Queer Eye star Jonathan Van Ness reveals he’s HIV positive

American hairdresser, podcaster, and television personality, Jonathan Van Ness has revealed he’s HIV positive.

In his new memoir “Over the Top,” the “Queer Eye” star opens up about his HIV diagnosis and early struggles with sex and drug addiction, as well as revealing that he was abused by an older boy from his childhood church.

The 32-year-old Queer Eye star disclosed in the memoir, Over the Top, that he was told at age 25 that he had HIV.

In a cover interview with The Guardian’s Observer Sunday newspaper, Van Ness said that on the day he was told he was HIV-positive, he asked the doctor if he could still live to be 75.

“She was, like, ‘I will keep you alive long enough to die of a heart attack or cancer like everyone else,’ and then she laughed uncontrollably,” he said.

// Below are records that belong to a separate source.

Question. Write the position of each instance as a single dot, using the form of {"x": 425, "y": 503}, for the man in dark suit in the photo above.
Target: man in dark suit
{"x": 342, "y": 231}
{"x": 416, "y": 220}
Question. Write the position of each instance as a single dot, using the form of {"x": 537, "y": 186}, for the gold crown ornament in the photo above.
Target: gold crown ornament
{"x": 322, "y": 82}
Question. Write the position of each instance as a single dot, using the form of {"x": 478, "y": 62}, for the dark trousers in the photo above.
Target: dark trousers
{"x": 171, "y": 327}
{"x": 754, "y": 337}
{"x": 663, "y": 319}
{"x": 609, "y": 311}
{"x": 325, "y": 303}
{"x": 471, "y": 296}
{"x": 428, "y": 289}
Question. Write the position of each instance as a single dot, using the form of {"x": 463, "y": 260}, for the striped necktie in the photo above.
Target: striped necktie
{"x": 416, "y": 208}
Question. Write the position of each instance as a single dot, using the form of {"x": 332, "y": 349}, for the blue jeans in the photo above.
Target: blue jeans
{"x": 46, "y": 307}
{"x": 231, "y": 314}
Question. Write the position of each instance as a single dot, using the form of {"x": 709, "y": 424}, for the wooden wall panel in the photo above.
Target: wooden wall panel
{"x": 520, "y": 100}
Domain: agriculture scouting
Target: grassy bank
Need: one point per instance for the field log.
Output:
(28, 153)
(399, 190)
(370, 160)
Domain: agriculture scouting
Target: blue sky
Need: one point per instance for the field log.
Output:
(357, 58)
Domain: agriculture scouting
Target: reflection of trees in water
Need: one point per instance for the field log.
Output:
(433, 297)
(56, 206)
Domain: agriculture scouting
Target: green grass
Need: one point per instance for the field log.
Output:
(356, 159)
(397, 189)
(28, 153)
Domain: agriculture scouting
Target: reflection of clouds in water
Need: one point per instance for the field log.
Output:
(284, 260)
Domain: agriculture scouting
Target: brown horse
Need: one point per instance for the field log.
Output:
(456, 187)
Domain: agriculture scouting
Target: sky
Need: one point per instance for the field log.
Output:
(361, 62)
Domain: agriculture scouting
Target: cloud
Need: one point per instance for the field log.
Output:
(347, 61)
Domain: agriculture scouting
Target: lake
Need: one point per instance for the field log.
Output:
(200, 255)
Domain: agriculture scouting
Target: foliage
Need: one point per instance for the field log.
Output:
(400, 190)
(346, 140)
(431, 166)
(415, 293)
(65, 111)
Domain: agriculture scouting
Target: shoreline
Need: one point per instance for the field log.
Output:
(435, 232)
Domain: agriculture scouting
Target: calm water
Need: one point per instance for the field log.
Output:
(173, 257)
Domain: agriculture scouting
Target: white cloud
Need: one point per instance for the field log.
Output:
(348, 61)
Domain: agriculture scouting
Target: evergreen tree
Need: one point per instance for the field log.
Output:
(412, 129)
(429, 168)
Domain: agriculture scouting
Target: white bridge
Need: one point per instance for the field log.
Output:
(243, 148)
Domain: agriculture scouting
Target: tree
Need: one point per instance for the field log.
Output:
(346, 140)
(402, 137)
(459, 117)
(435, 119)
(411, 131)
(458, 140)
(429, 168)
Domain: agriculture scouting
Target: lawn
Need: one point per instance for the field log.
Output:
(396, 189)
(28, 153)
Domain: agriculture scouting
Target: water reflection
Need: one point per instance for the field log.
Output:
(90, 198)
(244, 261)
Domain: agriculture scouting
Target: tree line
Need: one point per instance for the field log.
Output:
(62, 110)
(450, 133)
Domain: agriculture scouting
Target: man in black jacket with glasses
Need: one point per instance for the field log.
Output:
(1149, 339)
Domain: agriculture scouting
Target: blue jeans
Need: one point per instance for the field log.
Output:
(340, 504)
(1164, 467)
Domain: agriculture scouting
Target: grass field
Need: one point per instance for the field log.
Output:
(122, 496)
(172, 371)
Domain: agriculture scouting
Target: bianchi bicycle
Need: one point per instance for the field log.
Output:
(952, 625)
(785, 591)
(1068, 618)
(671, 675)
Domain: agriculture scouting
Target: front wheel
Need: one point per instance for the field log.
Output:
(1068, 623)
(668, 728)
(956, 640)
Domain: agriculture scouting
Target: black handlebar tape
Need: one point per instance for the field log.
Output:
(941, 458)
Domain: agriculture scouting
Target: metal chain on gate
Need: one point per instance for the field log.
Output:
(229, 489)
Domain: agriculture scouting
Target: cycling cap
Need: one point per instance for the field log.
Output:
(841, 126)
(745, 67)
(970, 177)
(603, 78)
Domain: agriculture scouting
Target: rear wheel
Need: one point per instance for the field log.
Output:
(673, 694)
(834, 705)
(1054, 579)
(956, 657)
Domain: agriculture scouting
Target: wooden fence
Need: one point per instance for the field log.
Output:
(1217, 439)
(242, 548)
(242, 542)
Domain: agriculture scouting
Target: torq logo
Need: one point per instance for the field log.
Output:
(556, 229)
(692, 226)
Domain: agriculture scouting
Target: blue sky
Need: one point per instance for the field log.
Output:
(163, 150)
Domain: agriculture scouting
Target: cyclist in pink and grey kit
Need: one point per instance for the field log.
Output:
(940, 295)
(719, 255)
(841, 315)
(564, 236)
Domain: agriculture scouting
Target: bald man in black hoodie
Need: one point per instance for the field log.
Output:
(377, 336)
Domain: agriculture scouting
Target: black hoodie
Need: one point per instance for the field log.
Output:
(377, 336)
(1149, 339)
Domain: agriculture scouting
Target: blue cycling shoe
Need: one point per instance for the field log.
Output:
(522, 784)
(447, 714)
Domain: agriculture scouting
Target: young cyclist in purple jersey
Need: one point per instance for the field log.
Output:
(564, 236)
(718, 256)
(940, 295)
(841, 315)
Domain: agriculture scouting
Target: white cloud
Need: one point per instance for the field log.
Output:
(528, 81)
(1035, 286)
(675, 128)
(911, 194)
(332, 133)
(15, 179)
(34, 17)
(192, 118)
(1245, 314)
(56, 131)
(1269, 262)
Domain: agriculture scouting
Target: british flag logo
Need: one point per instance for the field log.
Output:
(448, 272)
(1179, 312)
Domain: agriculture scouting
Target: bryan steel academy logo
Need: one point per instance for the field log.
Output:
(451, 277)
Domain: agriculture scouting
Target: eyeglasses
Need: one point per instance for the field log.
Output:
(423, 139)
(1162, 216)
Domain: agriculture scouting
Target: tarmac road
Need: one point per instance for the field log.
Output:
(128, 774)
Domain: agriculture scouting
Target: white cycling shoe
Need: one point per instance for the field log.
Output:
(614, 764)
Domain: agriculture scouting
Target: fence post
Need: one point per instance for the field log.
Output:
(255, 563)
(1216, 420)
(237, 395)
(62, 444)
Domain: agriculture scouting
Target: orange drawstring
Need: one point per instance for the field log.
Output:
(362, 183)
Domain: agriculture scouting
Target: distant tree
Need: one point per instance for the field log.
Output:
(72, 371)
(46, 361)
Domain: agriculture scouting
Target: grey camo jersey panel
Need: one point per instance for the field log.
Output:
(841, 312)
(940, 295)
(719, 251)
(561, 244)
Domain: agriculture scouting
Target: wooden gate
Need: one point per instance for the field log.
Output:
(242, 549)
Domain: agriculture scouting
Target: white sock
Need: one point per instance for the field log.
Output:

In the ’80s and ’90s, the HIV virus, largely transmitted via unprotected sex and which turns to into AIDS barring proper treatment, was considered incurable and a guaranteed early death sentence.

Over the past two decades, better drugs have been developed and made available and patients’ outlooks have vastly improved.

Van Ness told the Observer that the HIV virus is currently undetectable in his blood.

“It occurred to me: what if everything I’ve ever been through was preparing me for this moment – to be strong enough to share this, and to share it on my own terms,” he said. “Part of that for me is to process what’s happened, but the bigger part is that I wanted to do something to move the conversation forward in a meaningful way around HIV/AIDS, and what it is to live with HIV, and to humanize and normalize a lot of the things I talk about.”

“I’m talking slow because I’m trying not to cry,” he added, getting emotional.

Van Ness also told the outlet he is currently not making time for a relationship, adding, “In the past, I’ve had relationships with people who I was almost using to validate myself and my existence, and that’s not been a great plan for me.

So, this is a season of me falling in love with myself all the way.”

On taking up ice-skating and gymnastics since testing positive for HIV, he said: “I absolutely do not think I’d have been as socially aware or conscious or want to make as much of a difference,” he said. “It gave me a reason to really fight.”